The man taking the photograph is Charles Chamblis, a familiar figure at this Minneapolis club. During the 1970s and '80s, "the Pictureman" was rarely seen without his camera. He was "always everywhere," snapping moments like this, according to Thornton "T.J." Jones, then of KUXL's "The Pharaoh Black Show." "He was an integral part of our community."
Today, with the ubiquity of cameras, it's hard to grasp the importance of Chamblis, who died in 1991. The Pictureman performed a service now taken for granted: preserving the happiest moments of leisure and music.
In "Sights, Sounds and Soul," an exhibit opening Saturday at the Minnesota History Center, you can see Prince with an Afro, Terry Lewis in a homemade superhero outfit and Cynthia Johnson in the same photo (in her band with Lewis, Flyte Tyme) before she recorded "Funkytown," wearing a green headdress cut from her Miss Black Minnesota USA gown. You can also see kids wading in Lake Calhoun, fashion models walking and men laughing over barbecue.
Chamblis' legacy, which includes more than 2,000 photos in the Historical Society archives, is nothing less than a document of the Twin Cities African-American community at play, during the heady decade before "Purple Rain." It's a window on creativity in de facto segregation, when interracial bands such as Paul Johnson's Runway couldn't get gigs at clubs catering to whites.
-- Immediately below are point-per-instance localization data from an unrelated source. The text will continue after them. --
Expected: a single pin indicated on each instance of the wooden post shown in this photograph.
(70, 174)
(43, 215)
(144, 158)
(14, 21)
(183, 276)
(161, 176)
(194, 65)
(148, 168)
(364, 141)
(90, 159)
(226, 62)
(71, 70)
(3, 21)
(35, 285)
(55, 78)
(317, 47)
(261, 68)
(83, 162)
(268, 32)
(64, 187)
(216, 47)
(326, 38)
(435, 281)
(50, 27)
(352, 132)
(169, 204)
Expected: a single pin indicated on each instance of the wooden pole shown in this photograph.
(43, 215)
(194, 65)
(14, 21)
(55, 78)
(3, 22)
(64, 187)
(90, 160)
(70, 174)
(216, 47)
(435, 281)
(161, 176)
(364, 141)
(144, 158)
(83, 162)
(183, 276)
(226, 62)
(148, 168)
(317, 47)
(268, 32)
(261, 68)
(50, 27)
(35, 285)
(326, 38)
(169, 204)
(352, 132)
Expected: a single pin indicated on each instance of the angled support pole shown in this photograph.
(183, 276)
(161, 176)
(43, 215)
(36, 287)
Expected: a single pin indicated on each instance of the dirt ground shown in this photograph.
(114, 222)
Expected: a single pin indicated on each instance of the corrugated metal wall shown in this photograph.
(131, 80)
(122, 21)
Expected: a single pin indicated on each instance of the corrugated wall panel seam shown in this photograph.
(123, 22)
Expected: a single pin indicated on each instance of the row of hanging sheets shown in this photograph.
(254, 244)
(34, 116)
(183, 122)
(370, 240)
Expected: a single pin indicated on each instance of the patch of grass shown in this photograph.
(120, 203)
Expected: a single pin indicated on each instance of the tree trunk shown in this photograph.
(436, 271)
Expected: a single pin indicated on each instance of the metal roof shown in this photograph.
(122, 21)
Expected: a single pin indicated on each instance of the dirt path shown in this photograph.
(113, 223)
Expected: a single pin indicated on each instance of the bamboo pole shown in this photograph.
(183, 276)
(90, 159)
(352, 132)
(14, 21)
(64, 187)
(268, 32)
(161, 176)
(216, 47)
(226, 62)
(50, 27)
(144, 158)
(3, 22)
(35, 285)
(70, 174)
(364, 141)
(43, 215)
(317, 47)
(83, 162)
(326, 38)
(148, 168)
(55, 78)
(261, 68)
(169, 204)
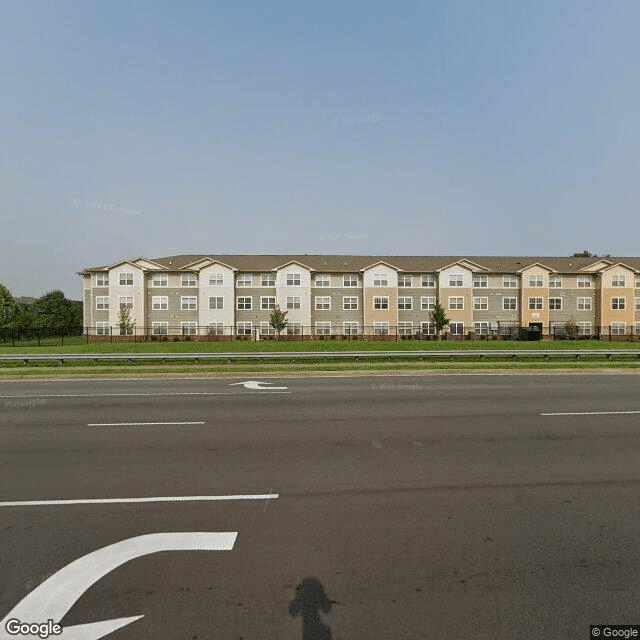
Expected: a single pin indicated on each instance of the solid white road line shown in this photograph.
(590, 413)
(132, 424)
(40, 503)
(54, 597)
(168, 393)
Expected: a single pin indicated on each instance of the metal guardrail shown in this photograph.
(320, 355)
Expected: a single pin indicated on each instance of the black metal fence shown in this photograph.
(218, 333)
(41, 337)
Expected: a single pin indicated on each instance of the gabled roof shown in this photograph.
(536, 264)
(300, 264)
(618, 264)
(147, 261)
(595, 266)
(386, 264)
(205, 262)
(467, 264)
(126, 261)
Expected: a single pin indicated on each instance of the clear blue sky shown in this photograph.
(465, 127)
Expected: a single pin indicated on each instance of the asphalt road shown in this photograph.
(432, 507)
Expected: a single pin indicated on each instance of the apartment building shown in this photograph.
(362, 295)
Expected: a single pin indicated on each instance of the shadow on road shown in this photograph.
(309, 600)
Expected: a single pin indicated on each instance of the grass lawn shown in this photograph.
(253, 369)
(77, 345)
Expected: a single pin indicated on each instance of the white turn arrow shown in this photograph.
(254, 384)
(55, 596)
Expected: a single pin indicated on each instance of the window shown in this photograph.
(380, 328)
(189, 279)
(457, 328)
(323, 328)
(350, 328)
(427, 303)
(188, 303)
(266, 329)
(555, 304)
(245, 328)
(216, 328)
(267, 304)
(428, 328)
(535, 304)
(618, 304)
(189, 328)
(618, 328)
(455, 279)
(481, 328)
(380, 279)
(268, 280)
(584, 304)
(480, 304)
(160, 303)
(160, 328)
(102, 328)
(294, 328)
(584, 328)
(405, 328)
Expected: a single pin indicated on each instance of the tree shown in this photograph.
(439, 318)
(54, 311)
(278, 320)
(9, 309)
(588, 254)
(125, 322)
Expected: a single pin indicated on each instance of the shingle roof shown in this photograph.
(409, 264)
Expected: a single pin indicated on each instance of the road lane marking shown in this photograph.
(39, 503)
(56, 595)
(132, 424)
(108, 395)
(590, 413)
(255, 385)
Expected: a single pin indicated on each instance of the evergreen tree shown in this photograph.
(278, 320)
(439, 318)
(9, 308)
(54, 311)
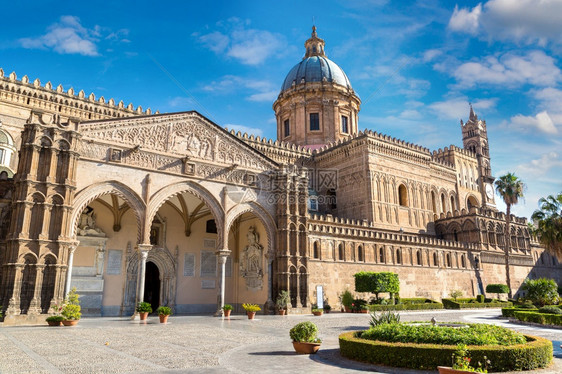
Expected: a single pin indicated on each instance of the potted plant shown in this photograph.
(282, 302)
(305, 338)
(164, 312)
(55, 320)
(251, 310)
(317, 311)
(461, 363)
(227, 309)
(71, 309)
(143, 308)
(347, 300)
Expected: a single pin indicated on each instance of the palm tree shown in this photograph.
(549, 223)
(510, 188)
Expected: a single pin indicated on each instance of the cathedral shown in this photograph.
(127, 205)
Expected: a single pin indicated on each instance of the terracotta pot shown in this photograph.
(306, 348)
(448, 370)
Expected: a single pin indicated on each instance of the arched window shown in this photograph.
(316, 250)
(402, 195)
(433, 202)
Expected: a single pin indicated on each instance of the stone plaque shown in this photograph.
(207, 283)
(114, 261)
(208, 264)
(189, 265)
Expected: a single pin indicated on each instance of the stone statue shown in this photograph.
(251, 261)
(87, 224)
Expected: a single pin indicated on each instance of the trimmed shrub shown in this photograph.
(497, 288)
(541, 291)
(406, 305)
(550, 310)
(541, 318)
(536, 353)
(472, 303)
(473, 334)
(367, 281)
(510, 312)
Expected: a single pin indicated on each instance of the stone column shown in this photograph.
(14, 304)
(143, 252)
(35, 305)
(222, 255)
(71, 249)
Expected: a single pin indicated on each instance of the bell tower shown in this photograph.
(475, 139)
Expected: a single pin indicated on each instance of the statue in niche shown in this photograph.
(251, 261)
(87, 224)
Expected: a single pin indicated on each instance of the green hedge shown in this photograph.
(465, 304)
(510, 312)
(427, 304)
(542, 318)
(536, 353)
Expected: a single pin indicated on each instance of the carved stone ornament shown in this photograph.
(87, 225)
(251, 261)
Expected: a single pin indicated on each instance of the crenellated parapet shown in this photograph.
(24, 93)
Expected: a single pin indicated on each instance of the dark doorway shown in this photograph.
(152, 285)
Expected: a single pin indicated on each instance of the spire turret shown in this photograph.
(314, 46)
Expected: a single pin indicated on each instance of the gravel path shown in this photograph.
(201, 344)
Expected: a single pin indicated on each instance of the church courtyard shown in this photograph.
(204, 344)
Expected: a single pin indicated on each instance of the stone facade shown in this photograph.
(128, 205)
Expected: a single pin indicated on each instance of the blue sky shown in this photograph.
(415, 64)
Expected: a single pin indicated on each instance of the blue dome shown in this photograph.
(315, 69)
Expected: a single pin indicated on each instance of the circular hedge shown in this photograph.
(536, 353)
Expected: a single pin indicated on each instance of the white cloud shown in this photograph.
(458, 108)
(521, 21)
(510, 69)
(262, 90)
(245, 129)
(466, 20)
(67, 36)
(541, 122)
(249, 46)
(541, 166)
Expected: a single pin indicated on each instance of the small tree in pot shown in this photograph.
(305, 337)
(163, 313)
(143, 308)
(282, 302)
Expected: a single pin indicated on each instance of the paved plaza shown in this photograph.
(204, 344)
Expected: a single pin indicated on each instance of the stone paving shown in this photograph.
(203, 344)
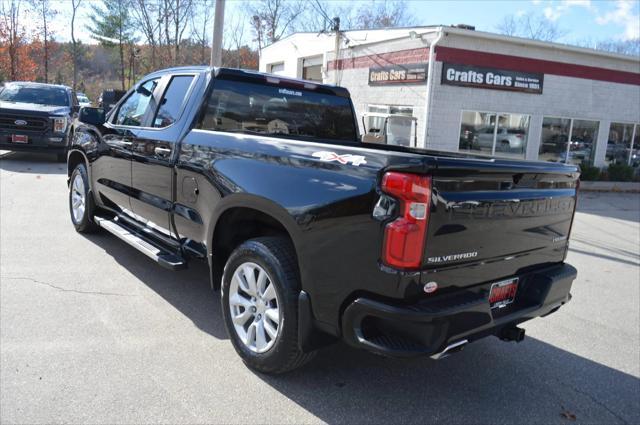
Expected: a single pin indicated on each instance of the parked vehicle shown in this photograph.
(83, 99)
(37, 117)
(507, 139)
(312, 235)
(395, 129)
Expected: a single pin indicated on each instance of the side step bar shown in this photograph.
(162, 256)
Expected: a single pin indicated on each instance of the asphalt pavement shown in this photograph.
(91, 331)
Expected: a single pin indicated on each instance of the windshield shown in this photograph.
(41, 95)
(278, 111)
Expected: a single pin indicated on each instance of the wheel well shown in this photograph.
(237, 225)
(75, 158)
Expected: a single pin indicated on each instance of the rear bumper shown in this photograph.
(37, 143)
(430, 326)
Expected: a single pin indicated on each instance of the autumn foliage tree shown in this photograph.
(16, 59)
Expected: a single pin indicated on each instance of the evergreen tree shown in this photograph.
(112, 26)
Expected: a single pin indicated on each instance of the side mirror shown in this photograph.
(92, 116)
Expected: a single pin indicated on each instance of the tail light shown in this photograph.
(59, 124)
(405, 237)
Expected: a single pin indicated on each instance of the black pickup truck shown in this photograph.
(312, 235)
(37, 117)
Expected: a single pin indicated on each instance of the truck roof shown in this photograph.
(255, 76)
(34, 84)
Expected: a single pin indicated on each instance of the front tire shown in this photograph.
(260, 289)
(81, 205)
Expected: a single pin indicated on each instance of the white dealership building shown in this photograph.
(475, 91)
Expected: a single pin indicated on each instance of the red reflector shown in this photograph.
(503, 293)
(405, 237)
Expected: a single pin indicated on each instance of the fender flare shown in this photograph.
(257, 203)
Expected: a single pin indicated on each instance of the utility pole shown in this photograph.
(336, 49)
(216, 42)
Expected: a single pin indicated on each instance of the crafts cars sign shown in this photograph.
(491, 78)
(398, 74)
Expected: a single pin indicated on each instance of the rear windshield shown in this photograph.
(54, 96)
(278, 111)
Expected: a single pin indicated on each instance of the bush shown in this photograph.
(620, 173)
(589, 172)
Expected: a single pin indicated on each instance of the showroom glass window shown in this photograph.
(489, 133)
(399, 131)
(568, 140)
(620, 146)
(554, 138)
Instead they turned to a circuit that included the Taste, where the group — in one Chamblis photo — jumps and cowbells in matching shiny uniforms.
"The perception is these are really rough places," says Jon Kirby of Chicago's Numero Group, which released the 2013 box set "Purple Snow: Forecasting the Minneapolis Sound," with a Chamblis photo (at the Taste) on the cover. "I think the photos dispel the wrong-side-of-the-tracks notion."
With another recent compilation also featuring Chamblis photos, "Twin Cities Funk & Soul: Lost R&B Grooves From Minneapolis/St. Paul 1964-1979" (on Secret Stash Records), the scene he loved only grows in fascination.
The Pictureman was as much a part of this world as Prince, whose gap in the archive can be explained by the fact that at one point, the musician bought all the pictures of himself from Chamblis.